Sometimes you’ll violate these rules on accident: it’s easy to lie to yourself without meaning to. There’s a follow-up rule to that — once you realize you’ve broken a rule, change your behavior and switch back to following it.

If your friends are in, you’re out, and you’re trying to do something about it, I’m not sure what to do, but here’s some of the things friends of mine tried which seemed to help:

  • Consider asking them to reevaluate whether the relationship is working, rather than asking them to rule on the person
  • Compare their situation to situations they know are bad.
  • Bring up clear red flags and explain how those red flags apply to their situation.
  • Try to avoid taking a dramatic role with them: don’t play the victim, don’t accuse them of being a bad person, and don’t give them dramatic, un-asked for help.
  • If you’re tired of the situation, step out before you resent them.
  • Refuse to include the abuser when you hang out with that person.

Getting people out of an abuse situation is extremely hard to do, so I have no advice that’s guaranteed to work. I tend to find the thing extremely frustrating and I’m guilty of being rude to people who were being victimized but who had their blinders on.
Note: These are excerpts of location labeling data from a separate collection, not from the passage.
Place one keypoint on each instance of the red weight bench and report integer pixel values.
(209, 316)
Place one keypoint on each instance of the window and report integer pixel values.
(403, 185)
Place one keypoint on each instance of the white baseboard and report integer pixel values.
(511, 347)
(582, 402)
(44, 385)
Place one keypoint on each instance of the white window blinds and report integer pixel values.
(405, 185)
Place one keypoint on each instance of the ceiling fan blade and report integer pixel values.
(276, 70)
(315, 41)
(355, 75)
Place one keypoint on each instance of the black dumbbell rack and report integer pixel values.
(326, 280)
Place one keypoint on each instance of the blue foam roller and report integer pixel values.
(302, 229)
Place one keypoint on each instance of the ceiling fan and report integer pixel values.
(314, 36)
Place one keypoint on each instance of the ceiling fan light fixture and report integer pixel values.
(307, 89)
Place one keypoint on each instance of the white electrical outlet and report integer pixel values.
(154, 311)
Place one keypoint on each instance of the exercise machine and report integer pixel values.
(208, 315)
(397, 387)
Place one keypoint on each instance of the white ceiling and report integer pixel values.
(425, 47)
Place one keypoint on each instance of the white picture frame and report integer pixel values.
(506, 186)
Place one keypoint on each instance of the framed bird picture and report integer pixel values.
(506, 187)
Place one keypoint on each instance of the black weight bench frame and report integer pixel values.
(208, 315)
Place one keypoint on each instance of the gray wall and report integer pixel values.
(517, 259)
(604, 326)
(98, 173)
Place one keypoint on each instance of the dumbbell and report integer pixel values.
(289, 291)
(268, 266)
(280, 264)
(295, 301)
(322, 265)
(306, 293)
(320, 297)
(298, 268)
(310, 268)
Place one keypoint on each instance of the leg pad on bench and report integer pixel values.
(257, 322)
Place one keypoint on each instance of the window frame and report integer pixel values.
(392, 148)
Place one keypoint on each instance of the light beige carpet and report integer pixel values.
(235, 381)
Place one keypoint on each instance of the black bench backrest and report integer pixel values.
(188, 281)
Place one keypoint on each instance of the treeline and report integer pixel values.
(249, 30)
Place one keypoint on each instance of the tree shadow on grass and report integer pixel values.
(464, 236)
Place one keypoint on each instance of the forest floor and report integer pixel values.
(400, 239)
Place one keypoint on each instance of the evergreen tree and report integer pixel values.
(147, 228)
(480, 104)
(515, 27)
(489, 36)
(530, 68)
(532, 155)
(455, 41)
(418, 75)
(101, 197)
As a warning, doing anything emotionally unsustainable will burn you out.

Epilogue

This is bleak stuff.

There’s a few consistent abusers in the hypno community. They will probably never vanish from the scene, because there’s no centralized way to expel them, they’re contacting people one-on-one, and this is their main hobby.

Like I said, the people who are most likely to be abused are people who are not reading this article. You probably only know this article exists because you follow me on Twitter. Furries who don’t know anyone and who want to be hypnotized are likely to search on FurAffinity, ending up on Hypnofurs Telegram, which is a dangerous place.

It’s important that you watch your circle and keep your friends safe. You can’t make their decisions for them, but you can make this info available to them.

One person who says “that’s fucked up” is enough to defeat an “everyone’s doing it” in the mind of someone who knows the thing that’s going on is wrong, but who feels like they’re alone in that opinion.

A special note for pure doms: you probably think this stuff can’t happen to you. You might even be right. Abusive subs do exist, but you likely have other places to turn if one shows up. You’re not likely to have this one subject or else no one, and your nightmare subject is unlikely to go around claiming your friends.

However, the people you do play with aren’t necessarily safe. You gotta watch out for them too, even though you don’t have nearly the same level of incentive to.

There’s one other thing which I’ve run into, which is doms who do the bad stuff but say “it’s not bad in my case.”

If you read this stuff and think “well, fuck, that looks like my play,” you’re likely going to be tempted to make a special case for your play when you reexplain all this. In particular, a lot of doms actually do have harems and think “well, my harem is benign.”

During the time I was writing this a friend of mine told me (in more words) that they had badgered a person into letting them add a trigger, and then did so without clear unhypnotized consent from that person. The person became extremely uncomfortable with the trigger and it had negative real-life effects on them.

Somehow my friend thought they were the victim in this situation. I’m not friends with that person any more.